My 32kg Food Packages.


Anne and I are off to Tanna ourselves, and we have made up two separate, but similar food packages, each of which fills up a 60-litre plastic container (needed to store the food when at the other end in any case). The 60 litre Sistema Containers seem fairly light but robust enough for the job.

I have prepared a food list which is detailed below, with the common ingredients at the top and the differences ( List A and List B) listed below. It's not a balanced diet as we know, but given what can be mixed in at the other end, and taking into account the limitations, it is probably the best you can get.

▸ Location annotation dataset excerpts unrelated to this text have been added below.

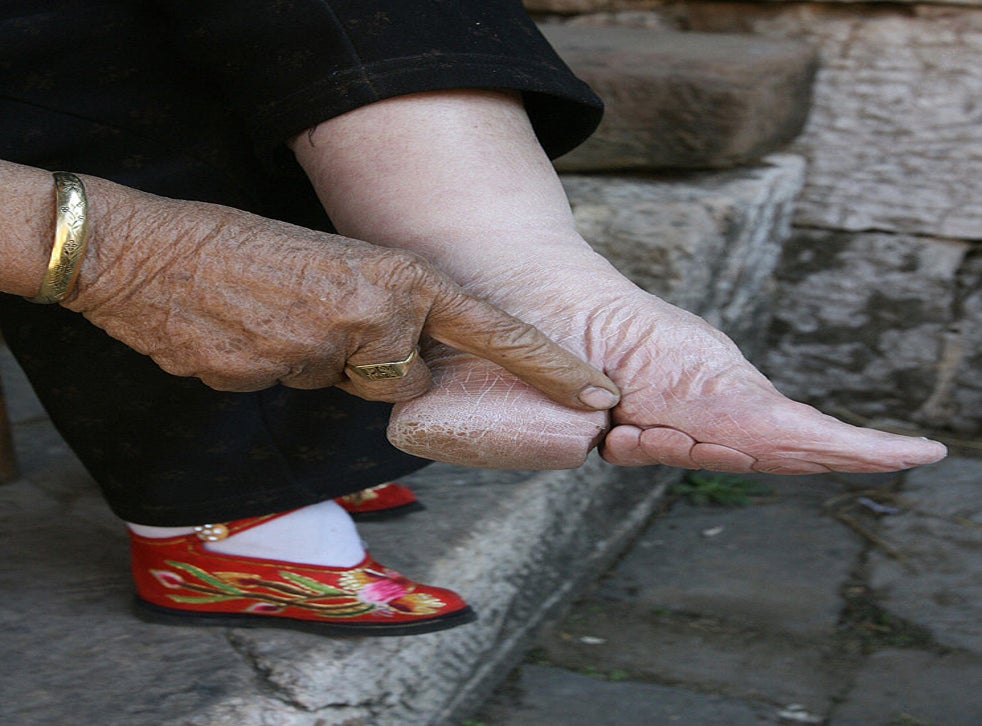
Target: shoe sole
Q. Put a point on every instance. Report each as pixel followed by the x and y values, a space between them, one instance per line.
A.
pixel 389 513
pixel 158 614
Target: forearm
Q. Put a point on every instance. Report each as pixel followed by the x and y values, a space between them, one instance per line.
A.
pixel 456 176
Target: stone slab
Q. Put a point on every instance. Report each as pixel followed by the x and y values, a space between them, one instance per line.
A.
pixel 894 139
pixel 685 100
pixel 914 687
pixel 777 566
pixel 555 697
pixel 518 546
pixel 708 654
pixel 939 586
pixel 600 6
pixel 873 323
pixel 708 242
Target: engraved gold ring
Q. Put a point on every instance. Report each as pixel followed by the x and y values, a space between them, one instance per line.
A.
pixel 384 371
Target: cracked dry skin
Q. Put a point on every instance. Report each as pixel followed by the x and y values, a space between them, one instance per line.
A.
pixel 689 397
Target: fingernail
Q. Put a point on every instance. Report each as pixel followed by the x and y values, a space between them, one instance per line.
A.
pixel 596 397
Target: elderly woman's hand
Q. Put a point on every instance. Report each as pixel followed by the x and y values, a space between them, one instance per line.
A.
pixel 243 302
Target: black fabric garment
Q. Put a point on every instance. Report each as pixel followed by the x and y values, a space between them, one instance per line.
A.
pixel 195 100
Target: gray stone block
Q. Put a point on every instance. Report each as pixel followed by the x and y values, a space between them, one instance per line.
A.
pixel 913 687
pixel 554 697
pixel 894 139
pixel 939 585
pixel 777 565
pixel 685 100
pixel 870 323
pixel 517 546
pixel 706 241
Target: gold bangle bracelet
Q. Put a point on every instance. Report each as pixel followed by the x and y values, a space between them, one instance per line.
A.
pixel 71 236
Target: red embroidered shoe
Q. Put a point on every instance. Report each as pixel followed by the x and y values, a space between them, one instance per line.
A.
pixel 379 502
pixel 179 582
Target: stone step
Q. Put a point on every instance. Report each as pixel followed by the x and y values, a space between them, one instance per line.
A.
pixel 685 100
pixel 517 545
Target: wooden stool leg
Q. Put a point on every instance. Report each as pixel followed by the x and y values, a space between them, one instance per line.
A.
pixel 8 459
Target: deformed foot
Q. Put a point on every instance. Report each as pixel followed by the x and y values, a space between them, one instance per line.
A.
pixel 689 398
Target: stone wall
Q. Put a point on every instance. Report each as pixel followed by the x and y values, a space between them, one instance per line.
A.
pixel 878 311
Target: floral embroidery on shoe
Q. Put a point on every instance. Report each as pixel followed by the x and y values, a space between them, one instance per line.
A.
pixel 359 591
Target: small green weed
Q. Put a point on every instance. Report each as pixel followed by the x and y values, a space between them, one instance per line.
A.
pixel 702 489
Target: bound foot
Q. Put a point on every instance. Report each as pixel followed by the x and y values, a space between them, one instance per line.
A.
pixel 689 397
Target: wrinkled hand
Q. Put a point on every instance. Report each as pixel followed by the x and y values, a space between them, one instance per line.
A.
pixel 689 398
pixel 243 302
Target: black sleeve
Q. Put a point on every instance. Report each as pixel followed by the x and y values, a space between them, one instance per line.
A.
pixel 286 66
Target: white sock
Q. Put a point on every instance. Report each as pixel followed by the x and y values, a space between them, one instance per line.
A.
pixel 320 534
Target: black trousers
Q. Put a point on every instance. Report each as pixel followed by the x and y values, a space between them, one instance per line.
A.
pixel 194 100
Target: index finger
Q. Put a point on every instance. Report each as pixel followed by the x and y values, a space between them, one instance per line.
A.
pixel 478 327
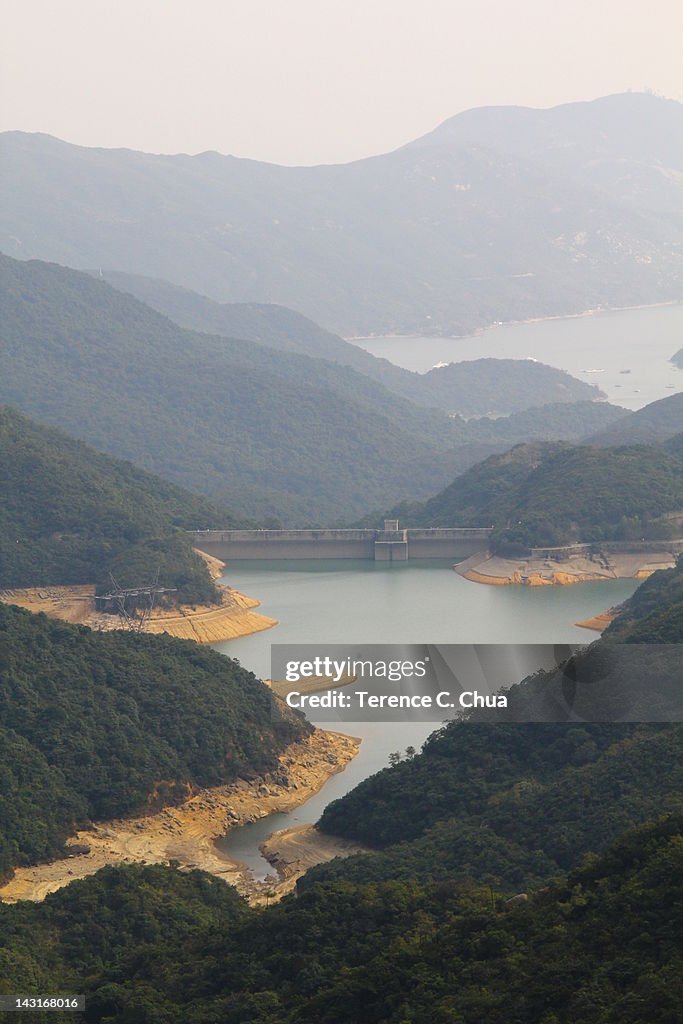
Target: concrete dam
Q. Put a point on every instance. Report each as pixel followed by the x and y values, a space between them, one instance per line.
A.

It does limit the amount of rice to about 10kg, and while this is not enough for the rest of the quantities, there is an assumption that rice will able to be obtained somehow in the future. The other ingredients will be almost impossible to get hold of and therefore have priority. Of course, everyone will have their own ideas and will modify the list accordingly. You will note that I have put in the percentages of each food group alongside each item, and this has been done to give you a benchmark to aim for each. The brands have been called up as they were the best that I could find, and if you are able to get them, will cut down the time shopping.

You will note that ‘Gilmours’ products are called up quite a bit – They are a food wholesaler in New Zealand and sell to small business entities, both bulk food, and known brands – all packaged. We have been lucky to get 3kg packaged lots of beans, pulses, and nuts which make the overall cost reasonable. You may need to hunt around to obtain a similar supplier.

I offer the list as a first off to try and do something at a personal level that makes a difference.